The second time, just before Christmas, she came out fighting. In spite of having been jammed into a small space for hours, with hands and feet bound and mouth taped shut, she was determined to embrace life with all the risks that entailed. For weeks, she’d brushed off my concerns about conserving her energy, going out at night alone, and piloting her enormous Buick around the island instead of calling a cab. Good gravy, wasn’t she almost eighty-one years old? And besides that, she could barely see over the steering wheel.
I took a deep breath and lowered my voice so the entire marina wouldn’t hear us squabbling on the deck of her houseboat. “Your sons will have conniptions if they hear you’re driving again,” I said. “Lots of things can go wrong—the traffic is terrible this time of year—”
She gripped my wrist with her tiny fingers. “When you look at it without your blinders on, Hayley Snow,” she said, “isn’t life just one big series of close calls? We all have to go sometime,” she added with an impish tilt to her head. “And I’ve realized that I don’t want to go feeling any regrets. And I’d definitely regret spending the rest of my life acting like a scared old lady.” She grinned and patted my hand. “My training shift at the cemetery starts at three. You’re coming for a tour at four so I can practice, right? How about we compromise and you’ll drive me home? That way you can walk over to the cemetery, burn off a few calories, and earn points with your gym trainer,” she finished with a sly wink.
I sighed and nodded my agreement. I’d been had and we both knew it.
She hurried down the dock to her metallic green car and I buried myself in my work in order to avoid watching the big sedan back and fill. When she’d extracted the vehicle from its tight parking space, she careened across the Palm Avenue traffic, tires squealing and horn blaring.
I plugged my ears and tried not to look. I had my own problem to attend to: roughing out a plan for my latest restaurant review roundup, tentatively called “Paradise Lunched.” My new boss, Palamina Wells, was turning out to be a lot more hands-on than any of us working at Key Zest had expected when she assumed half ownership of the magazine in January. Instead of the cheerleader I’d anticipated, she was watching me like a pastry chef eyes salted caramel. Like I might turn on her at any moment.
“I know I’m giving a lot of suggestions right now. I’ll back off once I get a handle on things,” she’d told us in a staff meeting yesterday. “In the meantime, let’s work on making our lead paragraphs truly memorable. Think tweetable, think Buzzfeedable, think Instagram envy. Let’s make them irresistibly viral, okay?”

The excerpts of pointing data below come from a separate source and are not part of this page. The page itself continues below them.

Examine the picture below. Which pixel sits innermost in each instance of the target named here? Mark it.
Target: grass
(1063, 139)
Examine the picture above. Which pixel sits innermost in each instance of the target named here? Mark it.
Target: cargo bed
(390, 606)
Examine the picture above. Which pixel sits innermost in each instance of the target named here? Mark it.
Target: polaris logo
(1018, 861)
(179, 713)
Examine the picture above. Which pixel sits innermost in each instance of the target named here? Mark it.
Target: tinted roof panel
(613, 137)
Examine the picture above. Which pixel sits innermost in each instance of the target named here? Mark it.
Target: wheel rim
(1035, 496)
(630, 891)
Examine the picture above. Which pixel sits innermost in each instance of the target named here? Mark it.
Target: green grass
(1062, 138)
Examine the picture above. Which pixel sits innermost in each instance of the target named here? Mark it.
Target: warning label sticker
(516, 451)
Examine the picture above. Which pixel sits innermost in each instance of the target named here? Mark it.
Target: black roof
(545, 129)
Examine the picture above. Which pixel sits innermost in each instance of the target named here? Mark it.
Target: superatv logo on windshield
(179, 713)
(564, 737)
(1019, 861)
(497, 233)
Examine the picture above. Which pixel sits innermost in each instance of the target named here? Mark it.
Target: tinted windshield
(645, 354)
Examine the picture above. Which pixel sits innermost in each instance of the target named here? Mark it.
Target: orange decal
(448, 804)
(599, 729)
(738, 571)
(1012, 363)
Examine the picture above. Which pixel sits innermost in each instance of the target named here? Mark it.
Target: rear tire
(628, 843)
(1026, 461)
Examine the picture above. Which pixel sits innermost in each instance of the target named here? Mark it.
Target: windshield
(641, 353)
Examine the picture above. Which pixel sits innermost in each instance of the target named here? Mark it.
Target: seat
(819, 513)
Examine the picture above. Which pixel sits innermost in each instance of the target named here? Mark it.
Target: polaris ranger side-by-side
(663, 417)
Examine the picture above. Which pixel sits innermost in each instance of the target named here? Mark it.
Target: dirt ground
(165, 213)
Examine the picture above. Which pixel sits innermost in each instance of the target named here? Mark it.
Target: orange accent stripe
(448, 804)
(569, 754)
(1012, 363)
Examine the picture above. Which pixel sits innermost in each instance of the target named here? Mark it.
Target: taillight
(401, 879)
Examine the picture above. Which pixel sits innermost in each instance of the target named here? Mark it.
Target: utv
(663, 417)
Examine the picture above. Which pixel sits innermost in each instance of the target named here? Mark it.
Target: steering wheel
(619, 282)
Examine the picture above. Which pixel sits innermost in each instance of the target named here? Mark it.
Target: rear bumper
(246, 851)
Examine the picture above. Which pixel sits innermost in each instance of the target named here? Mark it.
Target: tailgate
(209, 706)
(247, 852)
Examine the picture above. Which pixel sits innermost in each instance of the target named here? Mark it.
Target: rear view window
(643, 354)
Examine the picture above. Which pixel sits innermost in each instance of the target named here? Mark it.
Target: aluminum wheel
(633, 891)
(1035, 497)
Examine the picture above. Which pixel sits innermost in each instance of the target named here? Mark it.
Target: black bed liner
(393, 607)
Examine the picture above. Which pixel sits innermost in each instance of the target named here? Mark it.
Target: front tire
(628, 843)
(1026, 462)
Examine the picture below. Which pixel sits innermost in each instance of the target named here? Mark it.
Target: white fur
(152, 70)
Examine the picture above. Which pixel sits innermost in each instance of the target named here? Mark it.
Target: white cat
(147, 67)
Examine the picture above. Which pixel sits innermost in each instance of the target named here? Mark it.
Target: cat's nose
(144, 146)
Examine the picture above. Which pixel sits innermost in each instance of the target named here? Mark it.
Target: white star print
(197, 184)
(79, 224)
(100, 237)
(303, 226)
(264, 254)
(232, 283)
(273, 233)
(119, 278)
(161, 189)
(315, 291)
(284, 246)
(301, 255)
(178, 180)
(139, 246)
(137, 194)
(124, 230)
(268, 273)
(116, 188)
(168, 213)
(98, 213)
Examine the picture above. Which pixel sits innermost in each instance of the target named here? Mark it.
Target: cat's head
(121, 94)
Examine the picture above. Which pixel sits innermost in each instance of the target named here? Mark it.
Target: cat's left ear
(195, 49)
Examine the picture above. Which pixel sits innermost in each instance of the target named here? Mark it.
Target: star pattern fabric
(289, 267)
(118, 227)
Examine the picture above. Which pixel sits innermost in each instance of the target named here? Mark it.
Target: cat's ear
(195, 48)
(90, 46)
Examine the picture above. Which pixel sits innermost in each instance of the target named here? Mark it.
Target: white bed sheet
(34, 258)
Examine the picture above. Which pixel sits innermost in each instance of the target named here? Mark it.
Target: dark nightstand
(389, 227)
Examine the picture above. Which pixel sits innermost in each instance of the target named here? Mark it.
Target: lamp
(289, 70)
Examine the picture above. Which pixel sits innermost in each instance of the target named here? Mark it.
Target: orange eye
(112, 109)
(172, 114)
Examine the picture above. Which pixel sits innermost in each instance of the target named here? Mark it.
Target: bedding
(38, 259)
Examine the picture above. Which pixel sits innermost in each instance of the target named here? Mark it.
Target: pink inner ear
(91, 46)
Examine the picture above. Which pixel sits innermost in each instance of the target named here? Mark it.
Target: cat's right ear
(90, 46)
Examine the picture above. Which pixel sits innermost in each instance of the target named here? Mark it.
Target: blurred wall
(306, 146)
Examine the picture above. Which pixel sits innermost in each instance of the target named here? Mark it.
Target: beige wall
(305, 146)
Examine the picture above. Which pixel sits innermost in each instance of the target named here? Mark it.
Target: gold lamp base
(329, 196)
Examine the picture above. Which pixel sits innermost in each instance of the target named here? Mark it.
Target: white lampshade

Irresistibly viral felt like a lot to ask from an article on lunch.
At three thirty I put my overworked, underperforming first paragraph aside and told the cats I’d be back in an hour, lord willing that Miss Gloria allowed me to drive home. If the lord didn’t will that, I couldn’t promise anything.
By the time I fast-walked from Houseboat Row to the Frances Street entrance of the cemetery, I was sweaty and hot, which meant my face had to be its most unattractive tomato red. I took a selfie on my phone and texted it to my trainer, Leigh, as proof of my aerobic exertion. She had been on the money last week when she pointed out that my fitness program had lots of room for improvement. “Increasing your walking from zero miles per week to any positive number would be good,” she’d said, snapping her iPad shut with a flourish.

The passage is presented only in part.